In a cyberpunk future San Francisco, you are a down on their luck journalist who ends up getting recruited by the world's first sentient robot to help find its creator, your friend, after he is abducted. You run back and forth around a variety of locations, doing the bidding of the ROM Turing, and doing favors for other people so that they'll help Turing out.
The game is stylish and polished, with a pixel art style, nice music and effects, and decent writing. The VN elements feel somewhat limited, as the game appears to take more from the point and click adventure genre, where you are interacting with items in the environment to find the right solution to some problems. Those problems are easy and straight forward. The most difficult part of the game was figuring out what drink some characters wanted, and this was mostly because you have to scroll through what feels like 100 drinks to identify the one the NPC wants from the hint they give you. Other than that, almost all of the solutions were obvious, as you there isn't much to interact with besides the solution.
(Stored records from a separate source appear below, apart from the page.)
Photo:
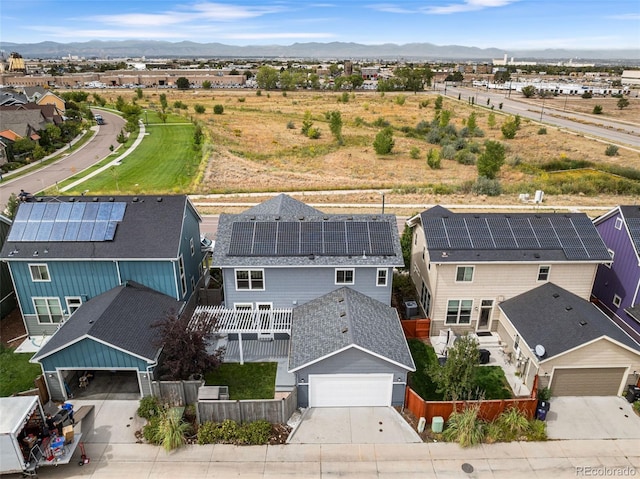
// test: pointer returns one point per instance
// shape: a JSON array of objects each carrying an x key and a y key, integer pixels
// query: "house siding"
[
  {"x": 287, "y": 287},
  {"x": 352, "y": 361},
  {"x": 623, "y": 277},
  {"x": 87, "y": 354}
]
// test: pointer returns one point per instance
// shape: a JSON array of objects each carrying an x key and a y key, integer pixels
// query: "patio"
[{"x": 498, "y": 357}]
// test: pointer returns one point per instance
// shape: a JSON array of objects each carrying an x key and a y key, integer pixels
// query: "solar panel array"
[
  {"x": 575, "y": 235},
  {"x": 634, "y": 230},
  {"x": 300, "y": 238},
  {"x": 78, "y": 221}
]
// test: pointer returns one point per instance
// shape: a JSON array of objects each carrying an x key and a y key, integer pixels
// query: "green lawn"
[
  {"x": 165, "y": 162},
  {"x": 16, "y": 372},
  {"x": 247, "y": 381},
  {"x": 491, "y": 379}
]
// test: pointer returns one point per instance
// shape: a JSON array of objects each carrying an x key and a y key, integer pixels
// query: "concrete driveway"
[
  {"x": 355, "y": 425},
  {"x": 592, "y": 417}
]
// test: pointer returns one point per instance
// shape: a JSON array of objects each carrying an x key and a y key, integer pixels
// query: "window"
[
  {"x": 464, "y": 274},
  {"x": 39, "y": 272},
  {"x": 183, "y": 277},
  {"x": 543, "y": 273},
  {"x": 252, "y": 279},
  {"x": 459, "y": 311},
  {"x": 617, "y": 300},
  {"x": 73, "y": 303},
  {"x": 48, "y": 310},
  {"x": 618, "y": 224},
  {"x": 345, "y": 276},
  {"x": 612, "y": 254}
]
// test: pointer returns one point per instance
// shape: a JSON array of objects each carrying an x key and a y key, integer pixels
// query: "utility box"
[{"x": 437, "y": 424}]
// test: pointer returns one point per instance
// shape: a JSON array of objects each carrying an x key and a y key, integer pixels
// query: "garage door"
[
  {"x": 342, "y": 390},
  {"x": 587, "y": 381}
]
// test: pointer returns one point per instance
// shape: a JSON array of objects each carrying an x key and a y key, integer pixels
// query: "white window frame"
[
  {"x": 612, "y": 254},
  {"x": 250, "y": 280},
  {"x": 617, "y": 300},
  {"x": 457, "y": 321},
  {"x": 465, "y": 268},
  {"x": 39, "y": 277},
  {"x": 48, "y": 300},
  {"x": 73, "y": 303},
  {"x": 541, "y": 273},
  {"x": 618, "y": 224},
  {"x": 345, "y": 280}
]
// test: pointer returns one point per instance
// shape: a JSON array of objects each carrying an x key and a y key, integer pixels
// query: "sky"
[{"x": 504, "y": 24}]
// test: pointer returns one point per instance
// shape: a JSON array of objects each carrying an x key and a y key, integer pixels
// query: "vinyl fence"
[{"x": 276, "y": 411}]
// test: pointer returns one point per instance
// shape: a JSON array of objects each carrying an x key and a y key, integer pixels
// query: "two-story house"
[
  {"x": 617, "y": 284},
  {"x": 64, "y": 251},
  {"x": 464, "y": 264}
]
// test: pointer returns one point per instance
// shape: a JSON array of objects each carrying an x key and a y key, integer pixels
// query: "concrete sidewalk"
[{"x": 557, "y": 459}]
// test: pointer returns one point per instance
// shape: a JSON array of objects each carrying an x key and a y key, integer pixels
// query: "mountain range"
[{"x": 311, "y": 50}]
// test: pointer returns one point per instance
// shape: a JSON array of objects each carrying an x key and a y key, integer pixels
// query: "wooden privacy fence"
[
  {"x": 177, "y": 393},
  {"x": 277, "y": 411},
  {"x": 489, "y": 409},
  {"x": 416, "y": 328}
]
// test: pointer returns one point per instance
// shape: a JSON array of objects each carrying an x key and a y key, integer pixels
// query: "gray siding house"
[{"x": 348, "y": 349}]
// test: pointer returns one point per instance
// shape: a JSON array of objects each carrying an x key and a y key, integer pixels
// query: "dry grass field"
[{"x": 257, "y": 144}]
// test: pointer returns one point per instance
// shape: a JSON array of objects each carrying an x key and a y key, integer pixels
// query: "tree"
[
  {"x": 383, "y": 144},
  {"x": 622, "y": 103},
  {"x": 267, "y": 78},
  {"x": 184, "y": 349},
  {"x": 491, "y": 160},
  {"x": 456, "y": 378},
  {"x": 335, "y": 125},
  {"x": 182, "y": 83}
]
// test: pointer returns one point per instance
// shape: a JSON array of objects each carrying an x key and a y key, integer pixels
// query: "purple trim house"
[{"x": 617, "y": 285}]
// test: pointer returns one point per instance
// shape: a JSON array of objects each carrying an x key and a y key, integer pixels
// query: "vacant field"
[{"x": 257, "y": 144}]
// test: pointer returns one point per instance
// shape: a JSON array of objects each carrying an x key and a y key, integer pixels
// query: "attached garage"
[
  {"x": 334, "y": 390},
  {"x": 587, "y": 381},
  {"x": 348, "y": 349}
]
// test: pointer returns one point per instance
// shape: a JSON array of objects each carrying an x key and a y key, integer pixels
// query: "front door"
[{"x": 484, "y": 319}]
It's hard to say if there's much player choice here. What options there are seem to be limited to how nicely you behave towards the various NPCs. For example, you can reassure and show interest in Turing or you can call him annoying and express frustration at how he tends to go on and on in conversation. Nice/neutral/mean options are not particularly exciting. Your conversations with other NPCs go basically the same way. While there are occasionally options that break out of the simplistic mold of nice/not nice, they feel few and far between, and in the final chapter it's relatively clear that the ending is largely just checking to see how nice you were.
On top of a minimal dialog choice system that is largely there to feed you the story, and some simple point and click adventure type puzzles, there are a few brief minigames, particularly at the final chapter, as you reach the climax and execute your plan. These are generally simplistic, although the final mini game took me a couple of turns to realize exactly what the game was asking of me.
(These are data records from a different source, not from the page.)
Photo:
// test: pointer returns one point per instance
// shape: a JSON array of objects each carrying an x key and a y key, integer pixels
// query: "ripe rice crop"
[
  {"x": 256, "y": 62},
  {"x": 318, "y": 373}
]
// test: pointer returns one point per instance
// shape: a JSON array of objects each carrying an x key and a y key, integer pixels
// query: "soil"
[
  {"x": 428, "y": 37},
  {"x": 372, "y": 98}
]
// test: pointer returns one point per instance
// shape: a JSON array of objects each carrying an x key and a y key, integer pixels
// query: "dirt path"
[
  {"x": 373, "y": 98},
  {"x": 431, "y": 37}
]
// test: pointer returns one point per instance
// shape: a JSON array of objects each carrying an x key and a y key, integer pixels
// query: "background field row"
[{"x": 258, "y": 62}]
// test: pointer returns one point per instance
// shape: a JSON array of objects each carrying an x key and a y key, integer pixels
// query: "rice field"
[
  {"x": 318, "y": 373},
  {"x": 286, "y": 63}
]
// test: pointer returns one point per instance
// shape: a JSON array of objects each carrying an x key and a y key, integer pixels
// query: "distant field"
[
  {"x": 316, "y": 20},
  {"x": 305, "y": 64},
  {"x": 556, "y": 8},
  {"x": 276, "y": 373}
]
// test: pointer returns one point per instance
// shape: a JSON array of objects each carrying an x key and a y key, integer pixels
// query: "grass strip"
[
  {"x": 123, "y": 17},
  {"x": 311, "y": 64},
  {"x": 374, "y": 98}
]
My biggest gripe with Read Only Memories is that the MC is sort of along for the ride. Aside from being able to make comments about how enthusiastic they are about the role they've been given in the story, they're really just following Turing around, helping him achieve his own goals. If you want a good end it seems like the best thing to do is just let the little robot take the lead. I didn't mind so much because Turing was a cute little character, much in the mold of other naive baby androids who are interfacing with the real world for the first time. The supporting cast are all interesting enough. They feel like archetypes at times, and there are situations where you are given no choice but to play into their demands. The twists and turns of the game, what few there are, are largely predictable because each character is so familiar as an archetype, but even if they are shallow they are not poorly done, and while the story is on rails the ride is a fun one.
I enjoyed my time with this game but feel that it was largely intended to be something where you poke around, interact with the scenery to get a sense of place and worldbuilding, which is solid and feels both clearly cyberpunk with a few fresh takes here and there. The story services this well enough, and with the good art and soundtrack, this is a well made, if not particularly deep, little project. I'd recommend the game without too much hesitation.